Barbiturates such as pentobarbital have been shown to cause paradoxical hyperactivity in an estimated 1% of children, who display symptoms similar to the hyperactive-impulsive subtype of attention deficit hyperactivity disorder. Intravenous caffeine administration can return these patients' behaviour to baseline levels.
Benzodiazepines, a class of psychoactive drugs called the "minor" tranquilizers, have varying hypnotic, sedative, anxiolytic, anticonvulsant, and muscle relaxing properties, but they may create the exact opposite effects. Susceptible individuals may respond to benzodiazepine treatment with an increase in anxiety, aggressiveness, agitation, confusion, disinhibition, loss of impulse control, talkativeness, violent behavior, and even convulsions. Paradoxical adverse effects may even lead to criminal behavior. Severe behavioral changes resulting from benzodiazepines have been reported including mania, schizophrenia, anger, impulsivity, and hypomania.
Paradoxical rage reactions due to benzodiazepines occur as a result of an altered level of consciousness, which generates automatic behaviors, anterograde amnesia and uninhibited aggression. These aggressive reactions may be caused by a disinhibiting serotonergic mechanism.
Paradoxical effects of benzodiazepines appear to be dose related, that is, likelier to occur with higher doses.
In a letter to the British Medical Journal, it was reported that a high proportion of parents referred for actual or threatened child abuse were taking medication at the time, often a combination of benzodiazepines and tricyclic antidepressants. Many mothers described that instead of feeling less anxious or depressed, they became more hostile and openly aggressive towards the child as well as to other family members while consuming tranquilizers. The author warned that environmental or social stresses such as difficulty coping with a crying baby combined with the effects of tranquilizers may precipitate a child abuse event.

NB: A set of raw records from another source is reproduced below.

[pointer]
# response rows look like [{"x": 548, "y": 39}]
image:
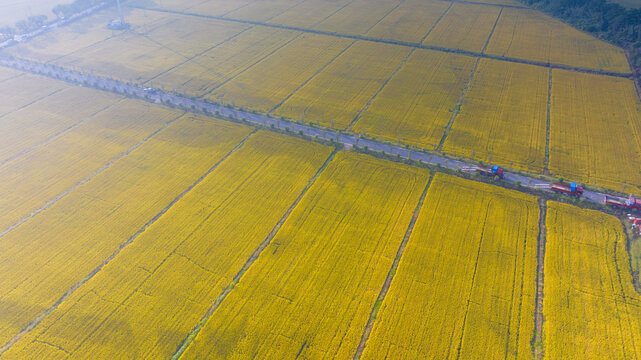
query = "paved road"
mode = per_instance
[{"x": 348, "y": 140}]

The mechanism of a paradoxical reaction has as yet (2019) not been fully clarified, in no small part due to the fact that signal transfer of single neurons in subcortical areas of the human brain is usually not accessible.
There are, however, multiple indications that paradoxical reactions upon – for example – benzodiazepines, barbiturates, inhalational anesthetics, propofol, neurosteroids, and alcohol are associated with structural deviations of GABAA receptors. The combination of the five subunits of the receptor (see image) can be altered in such a way that for example the receptor's response to GABA remains unchanged but the response to one of the named substances is dramatically different from the normal one.